Dans la bouche de cet intendant donné par le Seigneur en modèle comme dans la bouche du P. Montagnes, « Quid faciam ? », c’est la question de quelqu’un qui n’a jamais perdu son temps, la question de quelqu’un qui a beaucoup travaillé, la question de quelqu’un qui laisse une œuvre inachevée et s’en inquiète. N’est-ce pas, pourtant, le sort de toutes les œuvres humaines que de rester inachevées ? Notre frère était de ceux qui ont compris leur vocation comme une mission à accomplir. Il était de la même race que l’homme bénéficiaire de cinq talents qui les fait fructifier jusqu’à doubler la mise (Mt 25, 20). Celui qui est ainsi bâti entend user de ses forces jusqu’au bout pour faire ce qu’il doit faire, pour achever sa tâche d’homme.
Notre frère s’est donc heurté à cette question fondamentale : « Que faire ? » C’est-à-dire : « Que puis-je faire encore ? Que puis-je faire de plus ? » Mes forces diminuent, mes jambes défaillent, mes yeux n’y voient plus suffisamment pour lire ni mes oreilles pour entendre, alors que ferai-je ?
Pour celui qui n’a pas la foi, la tentation du désespoir est grande : tout m’a été pris, à quoi bon poursuivre un chemin sur lequel je n’ai plus rien à apporter ? Pour l’homme de foi, la tentation du désespoir existe aussi. Mais on peut avoir perdu l’espoir d’être efficient tout en ayant une espérance théologale qui transcende et dépasse l’absence d’espoir. La vie de foi, d’espérance et de charité change tout.
Quand on ne peut plus faire, quand on est pauvre, chaste et obéissant, non pas seulement par vœu mais parce que le grand âge nous a rendus totalement dépendants, radicalement incapables de faire les choses par nous-même, nous sommes ramenés à l’essentiel, à ce qui est premier et dernier en nous. Et ce qu’a été notre frère Benoît, le plus fondamentalement, ce qu’il est aujourd’hui devant son Seigneur et son Dieu, c’est un enfant de Dieu, un baptisé dans lequel la grâce du baptême a fructifié. Consacré dans la vie religieuse, ordonné prêtre pour le service de l’Église, il a voulu correspondre au don et à l’appel de Dieu. Vous le savez peut-être, le nom reçu à la prise d’habit par notre frère était Benoît, le « béni ». S’il a signé très tôt ses travaux de recherche de son nom de baptême, Bernard, notre frère n’a jamais voulu renoncer, dans les actes et dans l’usage religieux à ce Benoît qui lui rappelait l’attrait longuement ressenti, au seuil de la vie religieuse, pour le chemin bénédictin. Être à Dieu, c’est ce qu’il a voulu avant tout.

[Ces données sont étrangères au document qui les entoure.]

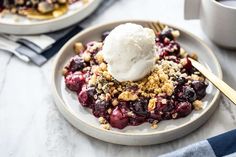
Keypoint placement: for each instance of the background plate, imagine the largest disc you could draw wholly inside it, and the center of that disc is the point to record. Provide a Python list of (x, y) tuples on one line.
[(15, 24), (167, 130)]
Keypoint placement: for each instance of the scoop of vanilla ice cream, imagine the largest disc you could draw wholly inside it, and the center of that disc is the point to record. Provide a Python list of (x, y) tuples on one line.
[(129, 52)]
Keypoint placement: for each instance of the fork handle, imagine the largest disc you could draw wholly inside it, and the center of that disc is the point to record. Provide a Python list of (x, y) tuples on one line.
[(221, 85)]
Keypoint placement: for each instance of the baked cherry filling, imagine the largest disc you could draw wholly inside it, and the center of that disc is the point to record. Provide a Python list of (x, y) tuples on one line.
[(172, 90)]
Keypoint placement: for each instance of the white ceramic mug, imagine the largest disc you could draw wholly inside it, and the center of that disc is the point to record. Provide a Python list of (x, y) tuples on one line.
[(218, 21)]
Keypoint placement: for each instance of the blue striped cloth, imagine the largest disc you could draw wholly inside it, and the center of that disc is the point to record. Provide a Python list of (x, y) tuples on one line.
[(221, 145)]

Soixante-quinze ans après avoir poussé la porte de l’Ordre des prêcheurs, rue Espinasse, le travailleur infatigable qu’était le P. Montagnes ne pouvait plus rien faire. Trois-quarts de siècles de joies mais aussi d’épreuves. Saint Paul avait pourtant prévenu, il y a 2000 ans, tous ceux qui sont appelés à la vie apostolique : « Voyages sans nombre, dangers des rivières, dangers des brigands, dangers de mes compatriotes, dangers des païens, dangers de la ville, dangers du désert, dangers de la mer, dangers des faux frères ! Labeur et fatigue, veilles fréquentes, faim et soif, jeûnes répétés, froid et nudité ! » (2 Co 11, 26-27). Dans chaque vie authentiquement vécue à la suite du Christ, ces épreuves apparaissent, notamment celles – les plus douloureuses – de la vie fraternelle déçue ou trahie. Peu importe aujourd’hui, sinon pour les historiens. Après avoir élevé une œuvre philosophique et surtout historique considérable, le frère Benoît a découvert qu’il n’y avait rien à faire par soi-même pour passer de la vie avec un petit v à la Vie avec un grand V, de la vie reçue de Dieu à travers la médiation de ses parents et d’une famille très aimée jusqu’à la vie de Dieu partagée avec Lui pour l’éternité. Pour réaliser cette Pâque, ce passage, il faut se laisser faire.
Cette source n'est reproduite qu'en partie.